I am trying to learn the Hill Cipher and I am facing difficulties understanding how to find the inverse of a matrix in Modulo 26. What I've learnt so far is that I need to apply elementary row operations and apply modulo 26 after each operation until my matrix becomes in row echelon reduced form. I've taken the example matrix found in the upper link and tried to find its inverse following the algorithm, hoping that I would reach the result showed in wikipedia. Despite my effors no avail so far. Below are my steps, I've spent few nights banging my head against this.
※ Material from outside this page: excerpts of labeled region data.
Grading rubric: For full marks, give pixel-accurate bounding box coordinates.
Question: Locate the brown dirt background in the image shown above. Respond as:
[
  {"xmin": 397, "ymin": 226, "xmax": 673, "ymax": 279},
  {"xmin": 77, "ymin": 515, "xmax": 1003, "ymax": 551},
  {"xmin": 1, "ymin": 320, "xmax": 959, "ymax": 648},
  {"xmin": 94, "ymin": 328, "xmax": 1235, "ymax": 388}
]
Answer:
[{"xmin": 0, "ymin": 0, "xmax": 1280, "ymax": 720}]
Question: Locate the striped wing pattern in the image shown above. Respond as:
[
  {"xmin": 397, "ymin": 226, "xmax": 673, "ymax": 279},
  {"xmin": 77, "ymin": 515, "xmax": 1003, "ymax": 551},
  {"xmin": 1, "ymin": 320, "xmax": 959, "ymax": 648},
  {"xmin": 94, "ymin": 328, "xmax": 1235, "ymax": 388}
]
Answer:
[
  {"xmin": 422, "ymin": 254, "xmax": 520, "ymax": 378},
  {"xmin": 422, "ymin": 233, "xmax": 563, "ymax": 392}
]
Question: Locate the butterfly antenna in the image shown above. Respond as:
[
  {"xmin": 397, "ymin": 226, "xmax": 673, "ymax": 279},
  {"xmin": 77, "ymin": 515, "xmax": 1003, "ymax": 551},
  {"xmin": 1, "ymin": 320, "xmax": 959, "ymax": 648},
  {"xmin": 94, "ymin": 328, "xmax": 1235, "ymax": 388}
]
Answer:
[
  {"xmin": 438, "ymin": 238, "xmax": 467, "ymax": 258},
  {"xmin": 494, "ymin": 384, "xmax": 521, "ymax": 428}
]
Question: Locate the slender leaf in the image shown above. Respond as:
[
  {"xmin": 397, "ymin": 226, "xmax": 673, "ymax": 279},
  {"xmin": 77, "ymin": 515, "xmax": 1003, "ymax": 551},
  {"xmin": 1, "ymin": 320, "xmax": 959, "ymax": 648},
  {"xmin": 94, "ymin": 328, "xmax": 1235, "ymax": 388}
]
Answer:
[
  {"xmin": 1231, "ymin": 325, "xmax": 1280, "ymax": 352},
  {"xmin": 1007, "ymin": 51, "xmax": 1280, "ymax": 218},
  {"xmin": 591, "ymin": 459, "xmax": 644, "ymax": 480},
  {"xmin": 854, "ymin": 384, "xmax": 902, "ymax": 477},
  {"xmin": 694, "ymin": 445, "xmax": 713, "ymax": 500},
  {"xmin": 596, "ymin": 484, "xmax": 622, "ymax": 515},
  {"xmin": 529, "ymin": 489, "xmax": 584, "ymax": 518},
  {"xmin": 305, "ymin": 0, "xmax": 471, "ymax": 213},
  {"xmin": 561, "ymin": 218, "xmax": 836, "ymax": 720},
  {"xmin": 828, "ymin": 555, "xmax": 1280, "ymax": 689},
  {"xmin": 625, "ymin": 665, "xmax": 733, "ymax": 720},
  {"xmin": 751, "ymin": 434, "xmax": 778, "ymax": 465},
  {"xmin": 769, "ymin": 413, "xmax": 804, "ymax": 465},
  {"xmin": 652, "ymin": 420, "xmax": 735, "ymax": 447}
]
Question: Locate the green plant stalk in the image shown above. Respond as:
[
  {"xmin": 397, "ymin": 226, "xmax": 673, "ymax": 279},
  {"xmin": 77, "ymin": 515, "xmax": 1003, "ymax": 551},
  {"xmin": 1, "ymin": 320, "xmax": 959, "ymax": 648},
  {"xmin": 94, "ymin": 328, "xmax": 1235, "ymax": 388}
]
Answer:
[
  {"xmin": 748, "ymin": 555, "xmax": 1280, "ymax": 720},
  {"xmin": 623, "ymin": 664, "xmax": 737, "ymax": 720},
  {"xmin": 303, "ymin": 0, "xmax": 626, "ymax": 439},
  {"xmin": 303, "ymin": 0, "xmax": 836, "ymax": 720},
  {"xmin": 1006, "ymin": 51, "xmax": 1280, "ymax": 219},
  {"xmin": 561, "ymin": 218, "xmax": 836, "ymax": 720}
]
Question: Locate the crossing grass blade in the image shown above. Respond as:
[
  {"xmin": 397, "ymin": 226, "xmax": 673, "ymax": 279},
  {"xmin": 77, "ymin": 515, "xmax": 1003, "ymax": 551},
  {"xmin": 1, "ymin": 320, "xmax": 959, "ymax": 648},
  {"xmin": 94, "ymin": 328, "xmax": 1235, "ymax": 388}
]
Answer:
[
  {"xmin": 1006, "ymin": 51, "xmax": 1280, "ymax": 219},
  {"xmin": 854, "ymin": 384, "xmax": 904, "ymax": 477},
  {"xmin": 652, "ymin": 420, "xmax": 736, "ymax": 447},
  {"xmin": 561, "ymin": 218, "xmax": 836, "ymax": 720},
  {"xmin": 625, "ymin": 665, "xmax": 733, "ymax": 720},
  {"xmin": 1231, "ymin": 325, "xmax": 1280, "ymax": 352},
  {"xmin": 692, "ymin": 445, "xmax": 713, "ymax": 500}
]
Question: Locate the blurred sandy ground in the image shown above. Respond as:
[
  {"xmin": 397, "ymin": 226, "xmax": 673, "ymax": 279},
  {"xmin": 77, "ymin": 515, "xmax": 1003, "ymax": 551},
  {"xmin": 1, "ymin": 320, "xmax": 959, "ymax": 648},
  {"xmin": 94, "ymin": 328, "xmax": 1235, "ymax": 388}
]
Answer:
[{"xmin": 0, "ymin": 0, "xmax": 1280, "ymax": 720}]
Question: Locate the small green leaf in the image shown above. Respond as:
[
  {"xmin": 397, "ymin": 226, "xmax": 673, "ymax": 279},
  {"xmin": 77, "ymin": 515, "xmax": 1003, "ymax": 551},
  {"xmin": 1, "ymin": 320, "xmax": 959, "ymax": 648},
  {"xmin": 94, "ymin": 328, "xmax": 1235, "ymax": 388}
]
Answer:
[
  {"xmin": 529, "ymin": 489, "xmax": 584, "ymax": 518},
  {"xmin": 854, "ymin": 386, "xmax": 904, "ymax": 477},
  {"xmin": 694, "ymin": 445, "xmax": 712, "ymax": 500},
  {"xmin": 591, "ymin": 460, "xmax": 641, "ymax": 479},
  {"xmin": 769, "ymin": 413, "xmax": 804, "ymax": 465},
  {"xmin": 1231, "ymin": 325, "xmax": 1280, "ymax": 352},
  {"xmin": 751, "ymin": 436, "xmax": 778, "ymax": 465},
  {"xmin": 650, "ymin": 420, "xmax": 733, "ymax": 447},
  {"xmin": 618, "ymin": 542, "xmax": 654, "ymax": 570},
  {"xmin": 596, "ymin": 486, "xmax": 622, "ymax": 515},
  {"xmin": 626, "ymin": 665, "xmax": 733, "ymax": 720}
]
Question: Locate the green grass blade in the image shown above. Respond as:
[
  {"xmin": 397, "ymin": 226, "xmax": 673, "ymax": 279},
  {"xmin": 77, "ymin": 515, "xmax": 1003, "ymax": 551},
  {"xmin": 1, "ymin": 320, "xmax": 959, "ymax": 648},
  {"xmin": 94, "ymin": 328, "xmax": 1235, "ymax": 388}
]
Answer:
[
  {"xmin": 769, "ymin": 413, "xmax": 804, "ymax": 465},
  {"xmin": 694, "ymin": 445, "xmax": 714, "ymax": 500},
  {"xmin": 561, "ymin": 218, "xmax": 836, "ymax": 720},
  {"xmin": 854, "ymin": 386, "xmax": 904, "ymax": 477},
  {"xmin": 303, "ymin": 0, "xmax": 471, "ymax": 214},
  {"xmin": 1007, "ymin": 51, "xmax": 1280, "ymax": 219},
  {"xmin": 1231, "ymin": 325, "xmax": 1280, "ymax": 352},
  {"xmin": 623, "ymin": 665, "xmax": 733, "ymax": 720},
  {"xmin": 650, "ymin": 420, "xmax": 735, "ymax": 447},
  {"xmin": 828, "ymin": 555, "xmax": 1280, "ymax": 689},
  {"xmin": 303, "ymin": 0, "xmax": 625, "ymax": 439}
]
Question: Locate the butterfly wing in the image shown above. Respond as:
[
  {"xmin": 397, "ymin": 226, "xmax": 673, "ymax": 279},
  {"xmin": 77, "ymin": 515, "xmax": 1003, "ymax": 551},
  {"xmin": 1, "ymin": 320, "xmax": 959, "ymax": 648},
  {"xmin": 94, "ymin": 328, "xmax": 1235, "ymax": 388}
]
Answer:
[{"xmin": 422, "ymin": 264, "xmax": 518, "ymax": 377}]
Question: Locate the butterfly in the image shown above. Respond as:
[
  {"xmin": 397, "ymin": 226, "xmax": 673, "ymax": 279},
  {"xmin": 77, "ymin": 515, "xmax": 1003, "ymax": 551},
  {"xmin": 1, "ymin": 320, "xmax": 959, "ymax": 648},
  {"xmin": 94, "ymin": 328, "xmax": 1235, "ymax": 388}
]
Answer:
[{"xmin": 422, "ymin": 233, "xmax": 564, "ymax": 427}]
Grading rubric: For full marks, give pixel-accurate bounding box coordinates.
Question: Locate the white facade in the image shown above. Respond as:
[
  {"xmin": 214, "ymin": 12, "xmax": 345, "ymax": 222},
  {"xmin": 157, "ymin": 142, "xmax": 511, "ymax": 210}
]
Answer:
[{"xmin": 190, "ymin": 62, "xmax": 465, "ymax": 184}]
Please note that modulo 26 is applied after each elementary row operation:
Start:
\begin{array}{ccc|ccc} 6 & 24 & 1 & 1 & 0 & 0\\ 13 & 16 & 10 & 0 & 1 & 0\\ 20 & 17 & 15 & 0 & 0 & 1\\ \end{array}
R1 + R2 =
\begin{array}{ccc|ccc} 19 & 14 & 11 & 1 & 1 & 0\\ 13 & 16 & 10 & 0 & 1 & 0\\ 20 & 17 & 15 & 0 & 0 & 1\\ \end{array}
11R1,2R2 =
\begin{array}{ccc|ccc} 1 & 24 & 17 & 11 & 11 & 0\\ 0 & 6 & 20 & 0 & 2 & 0\\ 20 & 17 & 15 & 0 & 0 & 1\\ \end{array}
1/2R2 and then 9R2=
\begin{array}{ccc|ccc} 1 & 24 & 17 & 11 & 11 & 0\\ 0 & 1 & 12 & 0 & 9 & 0\\ 20 & 17 & 15 & 0 & 0 & 1\\ \end{array}
6R1 + R3=
\begin{array}{ccc|ccc} 1 & 24 & 17 & 11 & 11 & 0\\ 0 & 1 & 12 & 0 & 9 & 0\\ 0 & 5 & 13 &14 & 14 & 1\\ \end{array}
21R2 + R3=
\begin{array}{ccc|ccc} 1 & 24 & 17 & 11 & 11 & 0\\ 0 & 1 & 12 & 0 & 9 & 0\\ 0 & 0 & 5 & 14 & 21 & 1\\ \end{array}
21R3=
\begin{array}{ccc|ccc} 1 & 24 & 17 & 11 & 11 & 0\\ 0 & 1 & 12 & 0 & 9 & 0\\ 0 & 0 & 1 & 8 & 25 & 21\\ \end{array}
As you can see I've 8 24 21 in the third row, whereas according to wikipedia's example there should have been 21 12 8. I've checked multiple times my calculations and I cant see anything wrong. Can anyone shed some light on what I am doing wrong?